O descrédito do marxismo deixou um sentimento de orfandade entre os intelectuais que haviam abraçado suas promessas. Hannah Arendt, que compreendeu esse desencantamento, pediu que fosse restaurada a dignidade da política como uma ferramenta de resistência contra a tirania e a opressão. Na democracia, o essencial não é o livre mercado, mas o exercício da liberdade. Arendt recordou que a liberdade é um bem absoluto, mas também uma fonte de angústia, pois exige pensar, assumindo riscos e aceitando a possibilidade de erro. O mundo se torna mais perigoso e incerto, mas também mais digno e humano.
Quando em 1958 Hannah Arendt publicou A condição humana, perguntou-se, em primeiro termo, que horizonte se abria com o primeiro lançamento espacial. Tratava-se de um acontecimento tão importante como a decomposição do átomo. Era a apoteose da técnica, que estendia seu domínio além da esfera planetária. O ser humano se propunha a “habitar” o cosmos, colonizando-o. Não era a consumação de um sonho, mas um ato de poder.
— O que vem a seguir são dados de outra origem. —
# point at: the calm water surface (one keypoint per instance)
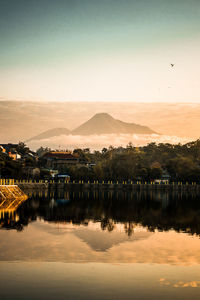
(108, 245)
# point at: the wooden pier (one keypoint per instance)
(11, 197)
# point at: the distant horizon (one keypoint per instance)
(103, 101)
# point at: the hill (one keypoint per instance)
(50, 133)
(103, 123)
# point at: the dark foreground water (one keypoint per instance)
(82, 245)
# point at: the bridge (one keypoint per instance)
(11, 197)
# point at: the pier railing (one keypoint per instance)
(92, 182)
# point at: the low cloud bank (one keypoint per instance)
(97, 142)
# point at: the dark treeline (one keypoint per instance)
(156, 211)
(153, 161)
(180, 162)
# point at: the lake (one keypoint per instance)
(101, 245)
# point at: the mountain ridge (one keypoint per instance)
(100, 123)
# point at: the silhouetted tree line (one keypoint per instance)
(181, 162)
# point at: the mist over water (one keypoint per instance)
(97, 142)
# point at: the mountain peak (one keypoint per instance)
(102, 116)
(103, 123)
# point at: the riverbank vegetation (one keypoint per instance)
(153, 161)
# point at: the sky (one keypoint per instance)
(100, 50)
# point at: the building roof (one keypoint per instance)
(60, 155)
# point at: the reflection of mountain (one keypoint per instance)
(163, 211)
(104, 240)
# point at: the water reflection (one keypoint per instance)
(160, 211)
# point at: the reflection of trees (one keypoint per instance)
(155, 211)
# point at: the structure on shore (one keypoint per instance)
(11, 197)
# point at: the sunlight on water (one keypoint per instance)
(105, 245)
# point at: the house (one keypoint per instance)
(56, 160)
(10, 150)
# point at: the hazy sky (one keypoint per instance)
(100, 50)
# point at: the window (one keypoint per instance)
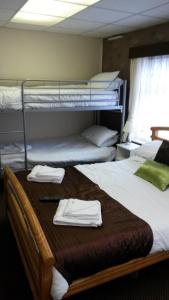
(149, 96)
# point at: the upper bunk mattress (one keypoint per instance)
(50, 97)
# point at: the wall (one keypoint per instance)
(116, 53)
(33, 54)
(42, 55)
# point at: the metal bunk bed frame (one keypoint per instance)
(118, 108)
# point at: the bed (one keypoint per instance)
(104, 181)
(94, 144)
(33, 95)
(104, 91)
(61, 151)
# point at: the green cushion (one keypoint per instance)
(156, 173)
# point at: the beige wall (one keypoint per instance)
(41, 55)
(33, 54)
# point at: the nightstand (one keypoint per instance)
(124, 150)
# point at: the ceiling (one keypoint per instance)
(103, 19)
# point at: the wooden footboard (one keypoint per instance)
(36, 254)
(34, 249)
(156, 131)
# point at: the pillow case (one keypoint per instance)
(111, 141)
(98, 135)
(115, 84)
(156, 173)
(105, 79)
(147, 150)
(162, 155)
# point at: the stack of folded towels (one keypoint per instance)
(76, 212)
(46, 174)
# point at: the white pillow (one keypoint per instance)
(115, 84)
(111, 141)
(105, 79)
(98, 135)
(147, 150)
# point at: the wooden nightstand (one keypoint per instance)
(124, 150)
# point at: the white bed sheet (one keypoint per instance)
(117, 179)
(10, 98)
(64, 150)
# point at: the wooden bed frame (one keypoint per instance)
(36, 254)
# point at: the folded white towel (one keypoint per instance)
(85, 220)
(82, 209)
(46, 174)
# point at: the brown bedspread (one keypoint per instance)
(80, 251)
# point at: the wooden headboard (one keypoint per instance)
(156, 131)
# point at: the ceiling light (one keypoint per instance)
(35, 19)
(52, 7)
(83, 2)
(115, 37)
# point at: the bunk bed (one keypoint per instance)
(42, 245)
(43, 95)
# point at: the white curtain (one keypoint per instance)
(149, 97)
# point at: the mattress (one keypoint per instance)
(59, 151)
(50, 97)
(137, 195)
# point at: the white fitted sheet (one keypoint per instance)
(34, 98)
(139, 196)
(59, 151)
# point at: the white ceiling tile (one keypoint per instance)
(12, 4)
(25, 26)
(139, 21)
(161, 12)
(63, 30)
(95, 34)
(3, 22)
(133, 6)
(6, 14)
(78, 24)
(100, 15)
(114, 29)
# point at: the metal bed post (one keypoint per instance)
(24, 124)
(124, 105)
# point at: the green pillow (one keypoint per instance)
(156, 173)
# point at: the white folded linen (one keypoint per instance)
(82, 209)
(78, 213)
(46, 174)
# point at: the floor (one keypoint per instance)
(150, 284)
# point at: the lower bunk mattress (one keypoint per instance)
(55, 152)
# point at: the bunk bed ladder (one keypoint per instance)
(24, 125)
(23, 131)
(124, 97)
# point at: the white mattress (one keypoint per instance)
(65, 150)
(136, 194)
(35, 98)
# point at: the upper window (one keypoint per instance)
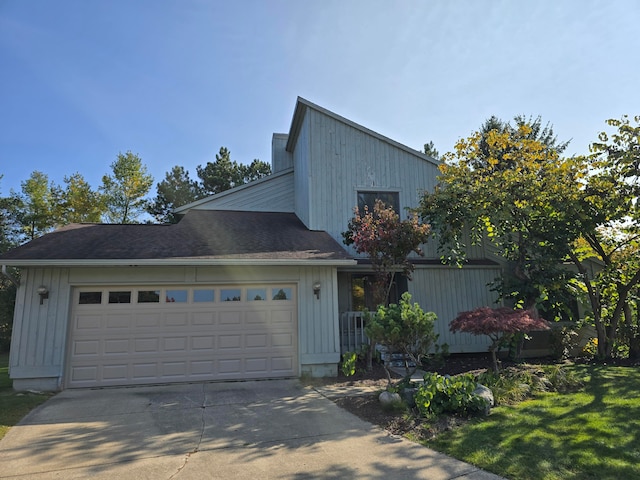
(368, 199)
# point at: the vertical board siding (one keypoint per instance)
(449, 291)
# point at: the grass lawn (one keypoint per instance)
(14, 406)
(590, 434)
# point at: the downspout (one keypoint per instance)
(11, 279)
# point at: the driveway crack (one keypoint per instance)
(203, 407)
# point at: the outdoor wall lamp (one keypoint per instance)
(43, 292)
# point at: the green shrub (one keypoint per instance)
(444, 394)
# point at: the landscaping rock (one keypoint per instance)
(487, 395)
(387, 398)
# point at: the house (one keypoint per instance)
(252, 283)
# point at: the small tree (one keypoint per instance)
(404, 328)
(499, 324)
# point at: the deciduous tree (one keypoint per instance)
(35, 206)
(78, 202)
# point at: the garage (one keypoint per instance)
(133, 335)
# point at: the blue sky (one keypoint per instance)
(173, 81)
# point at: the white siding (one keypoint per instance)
(449, 291)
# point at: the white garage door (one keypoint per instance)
(140, 335)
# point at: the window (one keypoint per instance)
(201, 296)
(120, 297)
(281, 294)
(90, 298)
(149, 296)
(368, 199)
(230, 295)
(255, 294)
(176, 296)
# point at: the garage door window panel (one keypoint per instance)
(230, 295)
(281, 293)
(120, 297)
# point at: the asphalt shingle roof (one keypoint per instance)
(201, 234)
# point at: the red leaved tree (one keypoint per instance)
(498, 324)
(387, 241)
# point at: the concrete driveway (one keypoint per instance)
(244, 430)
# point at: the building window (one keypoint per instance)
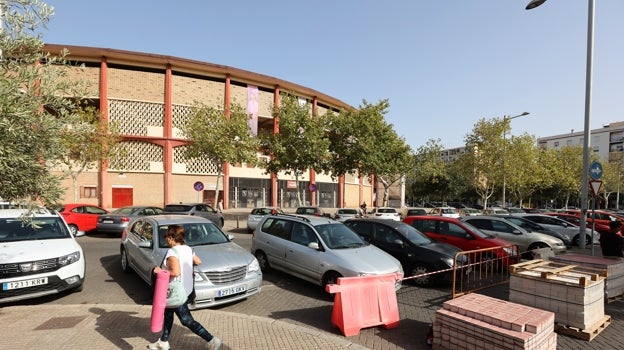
(88, 192)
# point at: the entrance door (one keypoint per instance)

A práxis científica e política e inclusive a fantasia popular, que não deixava de inspirar ficções literárias e cinematográficas sobre o futuro, sacrificavam tudo às necessidades da vida, procurando novos recursos a explorar. Por isso, o progresso técnico não buscou a emancipação do trabalho, mas sua “glorificação teórica”, já que só este poderia garantir a sobrevivência da espécie, embora paradoxalmente o mundo nunca tivesse chegado tão perto de sua extinção, com a possibilidade de um holocausto nuclear. O efeito desse giro foi “a transformação de toda a sociedade em uma sociedade de trabalho”.
Em A condição humana, Hannah Arendt divide os esforços humanos em três estágios: labor, trabalho e ação. O labor é a própria vida, o conjunto de rotinas biológicas que desenvolvemos para sobreviver. O trabalho é o procedimento que aplicamos aos recursos naturais para transformá-los em ferramentas adaptadas às nossas necessidades. Ação é o único processo que não é exercido sobre a matéria. É o espaço do discurso, cujo objetivo não é simplesmente a comunicação, mas a criação de um ambiente político.
A ação é o que é verdadeiramente humano, pois assim surge o valor irrepetível de cada indivíduo: “Todos somos o mesmo, ou seja, humanos e, portanto, ninguém é igual a qualquer outra pessoa que tenha vivido, vive ou viverá”. Cada nascimento garante a diversidade, fundamento da vida política. O totalitarismo exalta a morte porque aspira suprimir a diversidade e estabelecer um Estado-jardim baseado na uniformidade.
Do ponto de vista grego, nem labor e nem trabalho possuíam dignidade suficiente para se tornar um modo de vida verdadeiramente humano. Somente na ação, como pluralidade e controvérsia, um homem livre poderia se realizar. Mesmo quando desaparece a polis, a palavra - desvinculada de sua função política - conserva sua superioridade, transformada em bios theoryetikos ou, de acordo com a tradução latina, vita contemplativa. De fato, gregos e romanos não contemplam outra imortalidade além da garantida por criações políticas e intelectuais. A busca da fama como recompensa justa pela excelência é o que diferencia o homem livre do escravo e do animal.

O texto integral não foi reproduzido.